Fann À Porter is pleased to be participate at MENART Fair 2023 in Brussels, Belgium from with a collection of works from Syrian painters, Houssam Ballan and Omran Younes.
Figurative painter Houssam Ballan’s (Syria, b. 1983) canvases are informed by his accomplished technical abilities and through his extensive academic and research endeavour. In his latest collection of works, the artist takes a minimalist approach, using only a few elements and colour groups that have become the most prominent in his work as of late. At times, he utilizes the same element repeatedly, offering different perspectives on one shape by altering its size.
In the end, each form is a visual message speaking through the language of colour, space, and composition. The work, which is symbolic, also serves as a psychological depiction of the artist's life.

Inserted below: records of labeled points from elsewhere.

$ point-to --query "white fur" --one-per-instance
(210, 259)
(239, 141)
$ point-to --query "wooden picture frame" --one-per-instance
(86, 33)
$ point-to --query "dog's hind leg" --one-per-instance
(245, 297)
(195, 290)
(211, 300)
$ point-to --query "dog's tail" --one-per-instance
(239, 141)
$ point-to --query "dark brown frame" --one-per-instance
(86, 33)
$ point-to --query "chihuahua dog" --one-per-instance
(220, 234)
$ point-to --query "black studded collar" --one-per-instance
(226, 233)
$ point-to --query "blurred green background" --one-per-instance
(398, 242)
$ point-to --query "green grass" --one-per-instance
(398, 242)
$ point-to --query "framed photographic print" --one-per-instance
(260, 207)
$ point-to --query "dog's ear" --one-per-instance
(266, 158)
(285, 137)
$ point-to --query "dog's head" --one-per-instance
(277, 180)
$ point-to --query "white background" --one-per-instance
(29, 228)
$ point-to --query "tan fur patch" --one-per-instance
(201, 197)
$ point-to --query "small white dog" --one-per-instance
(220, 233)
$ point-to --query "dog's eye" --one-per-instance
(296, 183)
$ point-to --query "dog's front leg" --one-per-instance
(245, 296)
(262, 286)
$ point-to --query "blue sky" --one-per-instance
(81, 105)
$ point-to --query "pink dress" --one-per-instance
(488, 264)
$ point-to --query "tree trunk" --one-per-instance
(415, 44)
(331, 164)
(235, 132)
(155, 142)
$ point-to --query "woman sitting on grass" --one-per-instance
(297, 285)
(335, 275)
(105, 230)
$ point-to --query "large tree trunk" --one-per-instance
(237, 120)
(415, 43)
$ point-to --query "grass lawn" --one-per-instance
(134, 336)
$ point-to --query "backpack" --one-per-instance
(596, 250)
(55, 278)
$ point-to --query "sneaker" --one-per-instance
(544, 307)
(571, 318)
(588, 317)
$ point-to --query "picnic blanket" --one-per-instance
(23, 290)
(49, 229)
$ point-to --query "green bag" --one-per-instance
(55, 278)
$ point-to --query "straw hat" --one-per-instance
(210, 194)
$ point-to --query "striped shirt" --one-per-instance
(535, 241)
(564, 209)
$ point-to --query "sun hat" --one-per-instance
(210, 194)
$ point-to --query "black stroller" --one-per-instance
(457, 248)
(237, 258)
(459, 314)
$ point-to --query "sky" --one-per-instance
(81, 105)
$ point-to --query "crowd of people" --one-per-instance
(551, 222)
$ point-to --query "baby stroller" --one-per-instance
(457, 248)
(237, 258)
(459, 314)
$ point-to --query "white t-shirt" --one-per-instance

We do not know where the characters in these paintings live for that connection has been severed. Each piece is a poetic formula — intentionally rhetorical and brief.
Since the late 1990s, Syrian painter Omran Younis (b. 1971) has probed the psychological undercurrents of expressionist painting, building on a rich tradition of Syrian modernism that began when artists such as Fateh Moudarres used painting as a way of visualizing the unseen but palpable shifts in Syrian society in the mid twentieth century. Younis is steeped in this history yet remains committed to ongoing experimentation, actively pushing the boundaries of painting in search of ways to communicate the complexity of the human psyche and the physical responses that reveal its fragility, such as instances of fear and pain. This emphasis on the human condition makes works that were inspired by his surroundings in war-torn Syria categorically universal, resonating with viewers from the U.S. to the Middle East. His rich palette, characterized by shades of vermilion, sunburnt orange, lapis, and black, white, and grey, contrasts the warmth of the earth with the vastness of the sky, grounding his scenes in reality. In his most recent works, distinguished by thick, loose brushwork, prickly pear cacti stand in for the anonymous figures of earlier works, anthropomorphic representations of weathered yet resilient protagonists.